[This article was first published on Posts on R Lover ! a programmer, and kindly contributed to R-bloggers]. (You can report issue about the content on this page here)
Want to share your content on R-bloggers? click here if you have a blog, or here if you don't.

This post tries to accomplish several things concisely. I’m making available a new function (chaid_table()) inside my own little CGPfunctions package, reviewing some graphing options and revisiting our old friend CHAID – Chi Squared $$\chi^2$$ Automated Interaction Detection – to look at modeling a “real world” business problem.

It’s based on a blog post from Learning Machines and investigates customer churn for a wireless provider. The original blog post does a nice job of describing a package called rattle and how it was used. I’m going to use RStudio with a variety of packages that I’ll mention along the way.

The situation is drawn from the book Quantitative Methods for Management. A Practical Approach, (Authors: Canela, Miguel Angel; Alegre, Inés; Ibarra, Alberto) and the data are publicly available, you can access it from their Github repository as churn.csv and save it to a directory of your choice. We’re being asked to imagine we’re a wireless provider and we have a sample of 5,000 customers with 13 possible predictor variables, a unique ID number, and data about whether a customer did (Yes) leave us for a different provider, or stayed with us (No).

The predictors are a nice mix of things we might know about our customers, how long they have been with us, what sort of data and international calling plan they have, how often they call us for support, how often they call other customers of ours, etc., etc.. The original blog post has a nice little table listing all the variables that I won’t reproduce here.

Looks like in the book they took a classic linear regression approach, and the blog post builds on a classic decision tree model. Both well known approaches with plenty of supporters.

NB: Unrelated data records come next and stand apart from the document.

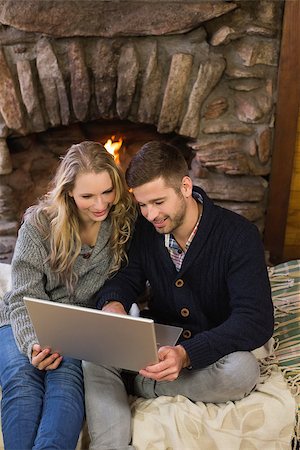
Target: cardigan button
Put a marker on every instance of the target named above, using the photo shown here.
(186, 334)
(184, 312)
(179, 282)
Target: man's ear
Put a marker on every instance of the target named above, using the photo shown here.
(186, 186)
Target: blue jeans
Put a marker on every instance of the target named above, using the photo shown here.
(39, 409)
(107, 409)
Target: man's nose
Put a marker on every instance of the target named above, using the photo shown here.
(151, 213)
(99, 203)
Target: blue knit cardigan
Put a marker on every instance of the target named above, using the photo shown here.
(223, 301)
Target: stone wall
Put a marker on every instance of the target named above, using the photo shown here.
(204, 70)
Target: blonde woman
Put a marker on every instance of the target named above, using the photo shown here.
(68, 245)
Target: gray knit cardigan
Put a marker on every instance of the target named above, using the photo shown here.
(32, 276)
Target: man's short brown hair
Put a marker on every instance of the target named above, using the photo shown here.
(154, 160)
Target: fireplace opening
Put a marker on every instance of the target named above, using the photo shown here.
(36, 156)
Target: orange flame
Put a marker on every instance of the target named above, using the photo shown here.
(113, 146)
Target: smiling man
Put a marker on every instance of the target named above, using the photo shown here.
(207, 274)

As I’ve written before I actually love CHAID as an early modeling and explanation tool. Not necessarily because it is the most accurate, or the fastest, or the most modern but rather because it is easy to explain to our business customer, easy to understand the results, easy to use, and makes very few assumptions about the nature of our data.

### Our objective

Let’s imagine that this is our first attempt at using the data we have on hand to predict “churn” and to look for opportunities to reduce it. Note that it is also good in a business setting to avoid unnecessary costs and reduce waste. So yes obviously we’d like to stop people from dropping our service and look for potential ways to retain them. We’d also like to avoid spending money or resources to induce people to stay when there is very little likelihood of them leaving. In other words, we are nearly equally interested in predicting who will leave and who will stay.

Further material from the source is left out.